When the winds blow that hard, there's little you can do to save your house. But when it comes to protecting yourself and your family, the safest bet is to buy a storm shelter, according to engineering professor Larry Tanner of Texas Tech University's Wind Science and Engineering Research Center.

These structures are usually installed inside or nearby a home and made of reinforced concrete, or even of plywood and steel.

Some scientists are looking into structures built of carbon fiber, or underground "subscrapers," that could easily survive extreme weather disasters. But these constructs are still in the experimental stage and are used mostly at military bases and other high-security facilities.

The typical Midwestern family home depends on simpler architectural standbys. Since the 1980s, building codes in the American Midwest require that a house be able to withstand wind gusts up to 90 miles an hour. A standard stick frame house with wooden trusses and support rafters should be able to survive up to 100 miles per hour, if made properly.

[Video: Storms that Spawned Deadly Oklahoma Tornadoes Seen from Space]

For additional strength, you can reinforce the joints and connections in your house with metal clips, called "wind clips" or "hurricane clips." These might raise your house's durability another 5 or 10 miles per hour.

But what's that to a tornado like the monstrosity that ripped through Moore, Okla., leveling whole city blocks and killing what's believed to be at least 24 people?

The use of wind clips would likely have narrowed the swath of destruction that the tornado cut into Oklahoma City's suburbs, but they wouldn't have saved the houses directly in the tornado's path, Tanner said.

The clips do nothing to address a house's key structural weakness: doors and windows. Contrary to popular belief, opening your window during a tornado or hurricane is not a good idea. The myth is that if a house's entrances are all sealed, the difference in barometric pressure within and outside of the house could damage it. But it's not the change in barometric pressure you have to worry about — it's wind pressure. If wind starts to blow into your house — either because you’ve opened a window or door or because a piece of debris smashed it open — the combined pressure from both sides can cause the walls to blow out and the roof to blow off.

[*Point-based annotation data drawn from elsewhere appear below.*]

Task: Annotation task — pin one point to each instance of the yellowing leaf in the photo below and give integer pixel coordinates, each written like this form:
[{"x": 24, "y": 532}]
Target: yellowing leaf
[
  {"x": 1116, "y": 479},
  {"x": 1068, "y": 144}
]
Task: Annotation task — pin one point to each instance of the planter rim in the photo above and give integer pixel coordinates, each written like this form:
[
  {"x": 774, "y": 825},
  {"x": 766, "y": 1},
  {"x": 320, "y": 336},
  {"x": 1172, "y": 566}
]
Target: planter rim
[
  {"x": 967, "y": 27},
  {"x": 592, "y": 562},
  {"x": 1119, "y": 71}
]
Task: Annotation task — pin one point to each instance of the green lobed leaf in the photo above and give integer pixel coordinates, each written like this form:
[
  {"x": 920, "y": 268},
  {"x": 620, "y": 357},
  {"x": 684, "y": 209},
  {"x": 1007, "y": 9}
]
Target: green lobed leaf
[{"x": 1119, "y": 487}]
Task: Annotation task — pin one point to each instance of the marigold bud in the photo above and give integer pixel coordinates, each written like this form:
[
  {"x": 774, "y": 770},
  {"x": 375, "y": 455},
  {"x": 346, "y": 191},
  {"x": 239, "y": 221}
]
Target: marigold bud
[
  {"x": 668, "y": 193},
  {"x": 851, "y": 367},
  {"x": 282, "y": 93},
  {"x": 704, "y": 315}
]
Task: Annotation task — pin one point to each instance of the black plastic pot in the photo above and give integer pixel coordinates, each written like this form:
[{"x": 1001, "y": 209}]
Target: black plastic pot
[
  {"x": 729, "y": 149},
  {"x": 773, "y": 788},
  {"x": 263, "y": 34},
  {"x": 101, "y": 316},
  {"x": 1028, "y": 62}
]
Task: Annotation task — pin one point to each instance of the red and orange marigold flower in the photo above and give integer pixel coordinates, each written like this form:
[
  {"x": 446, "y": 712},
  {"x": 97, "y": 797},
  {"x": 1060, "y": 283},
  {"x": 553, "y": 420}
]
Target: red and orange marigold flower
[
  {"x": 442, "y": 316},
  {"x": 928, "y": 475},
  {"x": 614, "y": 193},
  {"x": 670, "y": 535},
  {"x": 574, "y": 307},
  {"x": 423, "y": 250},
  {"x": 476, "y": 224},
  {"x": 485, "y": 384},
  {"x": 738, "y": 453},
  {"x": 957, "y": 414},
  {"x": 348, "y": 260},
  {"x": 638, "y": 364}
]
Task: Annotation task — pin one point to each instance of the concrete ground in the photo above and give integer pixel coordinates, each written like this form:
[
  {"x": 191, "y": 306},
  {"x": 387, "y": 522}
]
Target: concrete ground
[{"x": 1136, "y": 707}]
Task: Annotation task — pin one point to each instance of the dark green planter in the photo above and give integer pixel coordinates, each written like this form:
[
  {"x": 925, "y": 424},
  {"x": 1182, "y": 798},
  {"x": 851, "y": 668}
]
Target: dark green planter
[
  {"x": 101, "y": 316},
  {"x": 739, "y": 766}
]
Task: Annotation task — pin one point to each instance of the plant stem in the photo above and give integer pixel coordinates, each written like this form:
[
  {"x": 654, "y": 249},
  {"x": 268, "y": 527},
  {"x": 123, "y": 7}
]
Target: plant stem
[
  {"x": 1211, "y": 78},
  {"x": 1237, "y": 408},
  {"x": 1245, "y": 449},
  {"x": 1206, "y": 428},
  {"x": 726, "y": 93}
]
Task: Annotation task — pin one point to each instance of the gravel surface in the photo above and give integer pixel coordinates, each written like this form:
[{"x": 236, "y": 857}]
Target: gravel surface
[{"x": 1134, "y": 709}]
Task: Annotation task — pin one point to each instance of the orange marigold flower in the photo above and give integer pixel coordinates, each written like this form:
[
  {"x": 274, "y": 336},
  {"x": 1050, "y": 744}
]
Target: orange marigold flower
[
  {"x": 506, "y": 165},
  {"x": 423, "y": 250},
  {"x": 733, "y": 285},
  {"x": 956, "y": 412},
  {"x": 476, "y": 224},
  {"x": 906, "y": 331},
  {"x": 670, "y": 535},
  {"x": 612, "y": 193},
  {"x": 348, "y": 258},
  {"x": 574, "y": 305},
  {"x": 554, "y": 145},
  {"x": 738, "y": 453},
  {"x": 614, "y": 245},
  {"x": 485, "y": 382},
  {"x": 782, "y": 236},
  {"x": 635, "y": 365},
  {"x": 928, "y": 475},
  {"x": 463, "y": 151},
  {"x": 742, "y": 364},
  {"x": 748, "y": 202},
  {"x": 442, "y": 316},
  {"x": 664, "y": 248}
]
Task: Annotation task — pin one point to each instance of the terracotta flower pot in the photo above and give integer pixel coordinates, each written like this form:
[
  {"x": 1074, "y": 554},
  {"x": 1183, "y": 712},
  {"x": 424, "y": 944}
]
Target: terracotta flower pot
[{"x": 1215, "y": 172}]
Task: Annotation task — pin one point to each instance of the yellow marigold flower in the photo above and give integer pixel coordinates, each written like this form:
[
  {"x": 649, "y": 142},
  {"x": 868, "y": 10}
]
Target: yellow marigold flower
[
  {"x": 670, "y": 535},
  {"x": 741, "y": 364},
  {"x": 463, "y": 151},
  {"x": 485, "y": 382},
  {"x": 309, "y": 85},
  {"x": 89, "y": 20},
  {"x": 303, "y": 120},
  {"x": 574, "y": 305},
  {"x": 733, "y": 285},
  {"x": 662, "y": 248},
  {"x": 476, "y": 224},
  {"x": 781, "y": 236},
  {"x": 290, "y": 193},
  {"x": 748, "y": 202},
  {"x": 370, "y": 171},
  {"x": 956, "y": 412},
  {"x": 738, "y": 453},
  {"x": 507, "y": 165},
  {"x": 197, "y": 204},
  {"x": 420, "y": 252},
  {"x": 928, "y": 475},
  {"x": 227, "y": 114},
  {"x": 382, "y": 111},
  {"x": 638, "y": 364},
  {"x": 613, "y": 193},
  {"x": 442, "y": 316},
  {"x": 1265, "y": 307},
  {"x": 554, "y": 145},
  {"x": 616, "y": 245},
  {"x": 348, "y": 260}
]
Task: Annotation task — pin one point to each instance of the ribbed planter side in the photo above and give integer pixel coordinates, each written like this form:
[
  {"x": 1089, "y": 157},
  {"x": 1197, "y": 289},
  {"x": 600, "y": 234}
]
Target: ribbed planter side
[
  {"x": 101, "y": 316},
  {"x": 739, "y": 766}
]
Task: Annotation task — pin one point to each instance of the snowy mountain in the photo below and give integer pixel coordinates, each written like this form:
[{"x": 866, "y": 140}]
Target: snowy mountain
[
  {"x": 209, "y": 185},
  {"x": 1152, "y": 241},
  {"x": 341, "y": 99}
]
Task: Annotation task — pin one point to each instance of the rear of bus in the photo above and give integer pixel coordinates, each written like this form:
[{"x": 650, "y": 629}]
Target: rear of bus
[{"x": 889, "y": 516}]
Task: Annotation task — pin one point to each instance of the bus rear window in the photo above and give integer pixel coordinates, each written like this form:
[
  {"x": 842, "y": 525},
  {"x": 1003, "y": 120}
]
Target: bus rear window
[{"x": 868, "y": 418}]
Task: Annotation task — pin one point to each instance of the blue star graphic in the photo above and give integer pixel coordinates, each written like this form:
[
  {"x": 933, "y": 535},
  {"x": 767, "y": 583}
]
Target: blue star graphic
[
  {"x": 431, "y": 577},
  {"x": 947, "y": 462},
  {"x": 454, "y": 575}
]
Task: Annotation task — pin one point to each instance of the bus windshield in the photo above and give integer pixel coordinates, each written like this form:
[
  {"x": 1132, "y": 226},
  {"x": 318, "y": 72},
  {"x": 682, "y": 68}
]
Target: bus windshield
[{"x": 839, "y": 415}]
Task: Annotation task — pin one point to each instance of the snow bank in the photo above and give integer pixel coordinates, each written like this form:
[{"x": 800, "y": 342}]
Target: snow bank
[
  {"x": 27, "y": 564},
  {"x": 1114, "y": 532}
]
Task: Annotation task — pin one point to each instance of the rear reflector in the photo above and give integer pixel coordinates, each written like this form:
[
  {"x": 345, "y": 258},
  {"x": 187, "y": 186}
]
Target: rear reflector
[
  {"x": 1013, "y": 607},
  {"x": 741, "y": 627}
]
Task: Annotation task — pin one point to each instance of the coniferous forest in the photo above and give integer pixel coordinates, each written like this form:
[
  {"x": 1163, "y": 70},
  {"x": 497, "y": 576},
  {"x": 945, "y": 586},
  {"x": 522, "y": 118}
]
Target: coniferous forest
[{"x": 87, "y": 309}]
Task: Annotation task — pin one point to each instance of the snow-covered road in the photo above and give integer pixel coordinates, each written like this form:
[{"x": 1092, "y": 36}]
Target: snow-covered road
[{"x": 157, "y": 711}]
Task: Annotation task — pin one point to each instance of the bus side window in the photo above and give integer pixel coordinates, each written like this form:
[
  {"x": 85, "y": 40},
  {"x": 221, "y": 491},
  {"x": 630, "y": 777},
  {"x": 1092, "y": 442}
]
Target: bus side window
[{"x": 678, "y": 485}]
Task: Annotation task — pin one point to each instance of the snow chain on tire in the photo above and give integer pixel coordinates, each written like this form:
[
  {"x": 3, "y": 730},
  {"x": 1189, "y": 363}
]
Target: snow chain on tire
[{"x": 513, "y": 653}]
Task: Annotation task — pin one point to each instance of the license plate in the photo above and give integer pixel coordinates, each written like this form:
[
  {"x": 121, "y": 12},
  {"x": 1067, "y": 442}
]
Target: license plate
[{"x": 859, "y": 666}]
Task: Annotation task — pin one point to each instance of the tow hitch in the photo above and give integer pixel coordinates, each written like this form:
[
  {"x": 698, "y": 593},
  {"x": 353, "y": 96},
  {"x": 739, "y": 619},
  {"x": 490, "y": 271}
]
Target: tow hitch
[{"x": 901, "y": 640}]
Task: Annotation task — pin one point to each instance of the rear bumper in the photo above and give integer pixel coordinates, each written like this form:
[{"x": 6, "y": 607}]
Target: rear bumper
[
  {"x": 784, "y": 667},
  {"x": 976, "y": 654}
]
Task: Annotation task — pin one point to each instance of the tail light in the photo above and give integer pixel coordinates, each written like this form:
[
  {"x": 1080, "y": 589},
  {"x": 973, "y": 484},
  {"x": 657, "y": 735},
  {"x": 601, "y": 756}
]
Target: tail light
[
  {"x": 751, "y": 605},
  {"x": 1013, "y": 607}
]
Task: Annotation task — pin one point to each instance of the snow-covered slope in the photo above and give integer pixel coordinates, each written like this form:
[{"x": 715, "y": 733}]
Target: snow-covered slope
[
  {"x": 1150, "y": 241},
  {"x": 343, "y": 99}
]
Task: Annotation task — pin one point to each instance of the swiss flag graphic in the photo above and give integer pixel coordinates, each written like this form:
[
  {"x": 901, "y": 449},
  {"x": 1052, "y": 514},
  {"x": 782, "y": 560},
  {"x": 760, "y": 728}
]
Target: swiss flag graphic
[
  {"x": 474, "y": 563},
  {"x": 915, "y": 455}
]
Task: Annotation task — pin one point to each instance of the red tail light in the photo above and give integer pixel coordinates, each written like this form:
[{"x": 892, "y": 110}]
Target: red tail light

The basement is relatively safer than the rest of the house, but the wind forces that blew off the roof could also blow off the first floor — in other words, the basement's ceiling — exposing anyone taking shelter down there to flying debris, Tanner said.

"TV news meteorologists say that the only [safe] place is below ground [in a tornado] … that is false, truly false," said Tanner.

The safest place to be in a tornado is in an above-ground storm shelter, said Tanner. These structures are usually made of reinforced concrete, but sometimes are made of plywood and steel.

[See also: Futuristic Materials Could Build Tornado-Proof Homes]

At Texas Tech University and the National Storm Shelter Association, Tanner helps test and rate storm shelters. A full list of NSSA-approved engineering firms can be found on the organization's website.

The testing process involves using a wind cannon to blast 2-by-4-inch wooden planks at the shelters at up to 100 miles per hour.

The Federal Emergency Management Agency (FEMA) offers small subsidies for these shelters, which can be installed in a backyard or patio or even inside the residence as a sort of safe room.